Мусульмане же считают, что не Исаак был жертвенным агнцем, а Ишмаэль, от которого и пошел весь род ислама.

Тут, по совести сказать, отец Джейкоб склонялся на сторону евреев, за ними явно было право первенства, даже если, как утверждают некоторые авторитеты, скала жертвоприношения вообще находилась совсем в другом месте. Евреи построили на горе Мория свое святилище, а затем и второе на месте разрушенного, задолго до того, как Мухаммад явил миру свое пророчество. Значит, опять право первенства за ними.
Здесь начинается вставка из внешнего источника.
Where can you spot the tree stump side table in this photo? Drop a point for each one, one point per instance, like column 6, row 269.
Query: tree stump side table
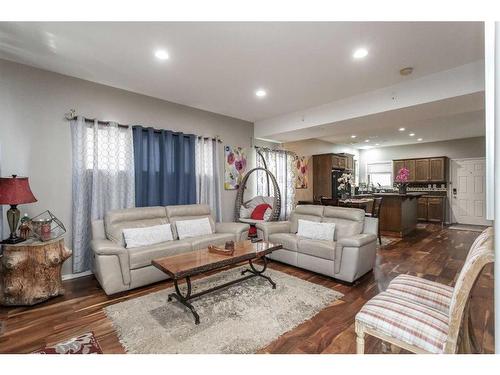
column 30, row 272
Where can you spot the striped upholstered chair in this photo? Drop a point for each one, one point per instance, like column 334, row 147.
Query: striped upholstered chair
column 423, row 316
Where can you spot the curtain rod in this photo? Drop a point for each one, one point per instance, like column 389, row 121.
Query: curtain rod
column 275, row 150
column 71, row 115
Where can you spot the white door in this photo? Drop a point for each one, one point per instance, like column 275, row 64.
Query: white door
column 468, row 194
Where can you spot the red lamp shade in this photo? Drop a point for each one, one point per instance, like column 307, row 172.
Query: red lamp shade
column 15, row 190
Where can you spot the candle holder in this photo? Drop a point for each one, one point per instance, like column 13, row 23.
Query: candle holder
column 46, row 226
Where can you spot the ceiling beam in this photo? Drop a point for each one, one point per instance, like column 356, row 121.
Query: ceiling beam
column 462, row 80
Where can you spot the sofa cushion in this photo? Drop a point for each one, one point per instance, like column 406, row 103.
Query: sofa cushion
column 405, row 320
column 202, row 242
column 348, row 221
column 137, row 237
column 317, row 248
column 316, row 231
column 117, row 220
column 193, row 228
column 305, row 212
column 288, row 240
column 142, row 256
column 188, row 212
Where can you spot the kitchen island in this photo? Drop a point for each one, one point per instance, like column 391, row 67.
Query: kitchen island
column 398, row 214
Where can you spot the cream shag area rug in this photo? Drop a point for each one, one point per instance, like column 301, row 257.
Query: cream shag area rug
column 239, row 319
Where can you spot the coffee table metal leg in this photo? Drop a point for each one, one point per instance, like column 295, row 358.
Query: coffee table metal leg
column 184, row 298
column 260, row 273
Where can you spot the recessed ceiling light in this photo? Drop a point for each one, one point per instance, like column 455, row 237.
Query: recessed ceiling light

И когда халиф абд-эль-Малик построил на том же месте, и именно вокруг скалы, свою великолепную мечеть в конце седьмого века, он сделал это не столько ради святости этого места для мусульман, сколько главным образом для того, чтобы продемонстрировать тогдашним местным жителям, по большей части христианам, величие и могущество ислама, чтобы они почувствовали, что власть халифов Умайя - вещь прочная и долговечная, а не очередной набег диких кочевников из пустыни.

До этого момента отец Джейкоб определенно держал руку евреев. Тем более, что его вера безоговорочно включала в себя дохристианский иудаизм и послехристианский иудаизм считала отнюдь не порочным или злокозненным, а лишь неполным и прощала евреям их заблуждения как проявление вполне понятной человеческой слабости. По его убеждению, между иудаизмом и христианством не было истинного противоречия; если бы иудеи не познали единого Бога, у людей не было бы и пути к познанию Мессии; за это человечество обязано евреям вечной благодарностью. Послехристианское же их упорствование в своем заблуждении было вещью преходящей и не шло ни в какое сравнение с великой их заслугой.

А помимо глубокого теологического убеждения отец Джейкоб питал к евреям простое сердечное сочувствие. Сквозь все их высокомерие, сквозь их крикливую самоуверенность, их скверные манеры и чиновничью бездарность, от которых он так часто страдал в этой стране, неизменно виделась ему тяжкая тень их неприкаянности, непривязанности, ненадежности их земного существования. Однако же, говорил себе отец Джейкоб, с этой ненадежностью они просуществовали на свете тысячи лет. Как знать, может быть, их предназначение и заключается в том, чтобы вечно напоминать роду человеческому, как нелепо и безрассудно называть эту землю и эту жизнь "своей".